WHEN NOTHING TURNS OUT TO BE EVERYTHING
By MICHAEL PERKINS
EVER SINCE ADAM AND EVE BIT THAT DAMNED APPLE, humans have demonstrated that the thing they really want is the thing they are told they can’t have.
Stay with me here: this actually has a lot to do with photography.
Deny somebody something and they will long for it, lust after it, obsess about it. Consider the case of the Portugeuse, who, for a while, tried to run things in Mozambique, in order to harvest that African nation’s rubber, and who told the locals that their traditional ceremonial instrument, an early kind of xylophone called the mbila, would henceforth be forbidden as a cultural expression. As a result, an entire underground of information on how to play it was maintained by exiled miners, prisoners, and assorted other rebels. The result? Eventually the Portugeuse left: the mbila stayed. Today, the instrument is even featured on the local currency.
We can’t have it? Wanna bet?
Humans. Go figure.
But back to photography, where, similarly, the thing we are “told” we “can’t have”, at least in an image, is whatever is left out of the frame. Missing detail. People rendered in shadow. An activity that’s implied by the manner in which part of it is cropped. We love what the photographer shows but we hunger for what he leaves out.
Out-the-window shots are a great source of this phenomenon, since shooters are usually forced to expose for either what is in front of said window or beyond it….but seldom both. The rise of HDR and tone mapping in recent years has tried to address this, rendering everything in the same degree of illumination, often with bracketed exposures, from light to dark, that are blended afterwords in software. But there’s a problem. Many HDR’s are simply over-processed, defying the mind’s knowledge of the proper relationships between light and dark. Everything’s visible but can easily be garish, unnatural. And so many of us go back to simply deciding what selected parts to illuminate in an image, and which to leave undefined.
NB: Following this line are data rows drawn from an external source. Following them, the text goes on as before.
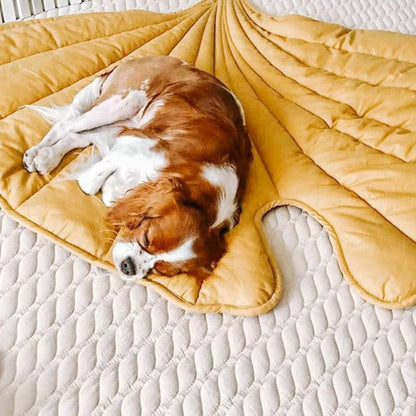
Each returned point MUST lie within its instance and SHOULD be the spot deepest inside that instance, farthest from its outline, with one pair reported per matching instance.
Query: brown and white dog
(175, 157)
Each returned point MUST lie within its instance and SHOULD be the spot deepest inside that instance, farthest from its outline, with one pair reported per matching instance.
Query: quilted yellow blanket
(331, 113)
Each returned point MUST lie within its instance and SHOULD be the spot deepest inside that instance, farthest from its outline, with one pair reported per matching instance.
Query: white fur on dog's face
(143, 261)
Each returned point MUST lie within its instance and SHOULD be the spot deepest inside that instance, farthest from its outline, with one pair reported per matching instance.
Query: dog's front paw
(40, 159)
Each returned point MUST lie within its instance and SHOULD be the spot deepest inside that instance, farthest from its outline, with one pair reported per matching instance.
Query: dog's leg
(47, 158)
(82, 102)
(114, 109)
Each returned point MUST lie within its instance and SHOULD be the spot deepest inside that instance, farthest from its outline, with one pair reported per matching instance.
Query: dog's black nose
(127, 266)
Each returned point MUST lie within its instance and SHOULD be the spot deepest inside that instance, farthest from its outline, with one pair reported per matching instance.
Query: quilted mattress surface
(74, 340)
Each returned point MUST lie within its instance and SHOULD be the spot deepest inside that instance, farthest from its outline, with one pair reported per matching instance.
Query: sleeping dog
(174, 163)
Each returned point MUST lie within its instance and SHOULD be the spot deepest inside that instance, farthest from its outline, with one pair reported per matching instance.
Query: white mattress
(75, 341)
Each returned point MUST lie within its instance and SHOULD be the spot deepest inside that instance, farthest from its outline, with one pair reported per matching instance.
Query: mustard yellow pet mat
(331, 112)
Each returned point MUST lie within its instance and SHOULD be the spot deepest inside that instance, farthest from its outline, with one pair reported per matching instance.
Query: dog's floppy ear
(144, 201)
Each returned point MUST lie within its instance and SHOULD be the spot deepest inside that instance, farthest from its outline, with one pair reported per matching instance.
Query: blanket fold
(331, 113)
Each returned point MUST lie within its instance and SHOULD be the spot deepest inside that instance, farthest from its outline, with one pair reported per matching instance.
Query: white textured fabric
(75, 341)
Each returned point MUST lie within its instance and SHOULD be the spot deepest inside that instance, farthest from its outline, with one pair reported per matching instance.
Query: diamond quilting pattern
(77, 341)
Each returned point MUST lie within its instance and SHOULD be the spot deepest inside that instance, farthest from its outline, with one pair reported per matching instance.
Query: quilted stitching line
(51, 299)
(332, 128)
(329, 372)
(163, 24)
(69, 86)
(318, 94)
(53, 48)
(79, 347)
(349, 50)
(192, 348)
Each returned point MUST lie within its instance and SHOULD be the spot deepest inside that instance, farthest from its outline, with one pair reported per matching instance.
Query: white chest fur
(130, 161)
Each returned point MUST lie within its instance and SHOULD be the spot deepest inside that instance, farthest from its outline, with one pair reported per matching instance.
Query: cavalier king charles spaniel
(174, 160)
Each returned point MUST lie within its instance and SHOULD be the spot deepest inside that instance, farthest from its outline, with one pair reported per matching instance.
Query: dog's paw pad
(42, 160)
That means some darkness, which in turn means some things don’t get shown. And, if we’re lucky, those things that we don’t reveal can be more tantalizing than those that we do.
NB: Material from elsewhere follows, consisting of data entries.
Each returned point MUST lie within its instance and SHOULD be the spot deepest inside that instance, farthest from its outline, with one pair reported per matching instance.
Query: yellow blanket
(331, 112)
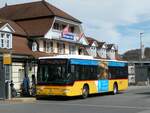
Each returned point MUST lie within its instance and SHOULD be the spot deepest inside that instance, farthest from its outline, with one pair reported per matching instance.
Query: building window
(2, 40)
(61, 48)
(72, 49)
(56, 26)
(5, 40)
(34, 46)
(49, 46)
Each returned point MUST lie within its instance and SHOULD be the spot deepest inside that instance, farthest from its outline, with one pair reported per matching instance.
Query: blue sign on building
(68, 36)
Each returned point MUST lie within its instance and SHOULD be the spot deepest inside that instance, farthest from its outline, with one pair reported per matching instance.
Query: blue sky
(112, 21)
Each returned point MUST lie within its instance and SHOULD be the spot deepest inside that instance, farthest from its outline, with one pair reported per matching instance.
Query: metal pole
(141, 46)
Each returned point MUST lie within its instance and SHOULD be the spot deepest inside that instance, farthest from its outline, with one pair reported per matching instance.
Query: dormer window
(34, 46)
(2, 40)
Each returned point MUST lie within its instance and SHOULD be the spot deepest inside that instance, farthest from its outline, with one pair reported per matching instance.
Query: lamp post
(141, 47)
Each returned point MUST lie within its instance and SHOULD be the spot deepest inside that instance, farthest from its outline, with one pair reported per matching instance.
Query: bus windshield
(53, 72)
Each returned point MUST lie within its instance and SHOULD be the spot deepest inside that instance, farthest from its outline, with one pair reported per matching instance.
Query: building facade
(40, 29)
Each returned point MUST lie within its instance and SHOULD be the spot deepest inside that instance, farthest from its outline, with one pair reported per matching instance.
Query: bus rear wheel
(85, 91)
(115, 89)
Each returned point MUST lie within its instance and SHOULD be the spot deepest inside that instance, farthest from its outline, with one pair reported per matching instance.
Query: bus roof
(77, 57)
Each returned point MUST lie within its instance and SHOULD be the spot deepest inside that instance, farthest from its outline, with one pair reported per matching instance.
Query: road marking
(102, 106)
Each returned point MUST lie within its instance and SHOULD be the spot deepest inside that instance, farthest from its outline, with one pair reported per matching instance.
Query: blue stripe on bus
(96, 62)
(84, 62)
(103, 85)
(117, 64)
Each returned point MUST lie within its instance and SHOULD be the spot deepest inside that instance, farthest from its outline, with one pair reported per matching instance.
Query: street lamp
(141, 47)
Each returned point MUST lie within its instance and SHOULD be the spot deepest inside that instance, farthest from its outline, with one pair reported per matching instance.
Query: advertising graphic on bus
(68, 75)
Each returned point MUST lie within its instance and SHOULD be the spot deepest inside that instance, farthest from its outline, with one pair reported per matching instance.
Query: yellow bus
(74, 75)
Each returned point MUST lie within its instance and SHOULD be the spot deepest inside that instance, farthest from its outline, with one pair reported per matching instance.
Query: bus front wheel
(85, 91)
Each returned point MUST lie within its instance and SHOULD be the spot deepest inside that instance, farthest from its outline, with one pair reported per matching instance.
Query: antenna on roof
(6, 4)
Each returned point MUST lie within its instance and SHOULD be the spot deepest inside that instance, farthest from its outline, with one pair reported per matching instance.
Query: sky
(112, 21)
I was walking around the back of the old Terminal building in San Francisco, which is the place that all the city’s ferries used to dock and disembark before the Golden Gate Bridge was built, making many daily boat trips across the bay unnecessary. The building now houses eateries, produce stands, and an insane amount of tourist traffic, much of it crowded into restaurants such as the one seen here. The view out the back includes the Bay Bridge and the local ship traffic, as well as the occasional sailboat, such as the one seen here. I exposed for the scenery, leaving the restaurant’s patrons and workers in shadow. The scalloped, rather “peek-a-boo” view that resulted keeps the image from being a standard postcard shot, but while that “purity” is lost, what’s gained is a smidge of mystery about the shadowy folks in front. What are their conversations about? Why are they here?
I am just suggesting here that, instead of always regarding an image like this as a “blocked” or “obstructed” view of a scenic vista, you can choose to tantalize your viewer by providing a partial reveal of both foreground and background, since their inclination is already, like that of Adam and Eve, to obtain what they’re denied (in this case, by the exposure and the limits of the frame). Sometimes, in a photograph, a nothing can be a very important something. It all depends on who’s looking and what they themselves bring to the experience. In that way, they and the photographer are having a conversation. Which is kind of the idea.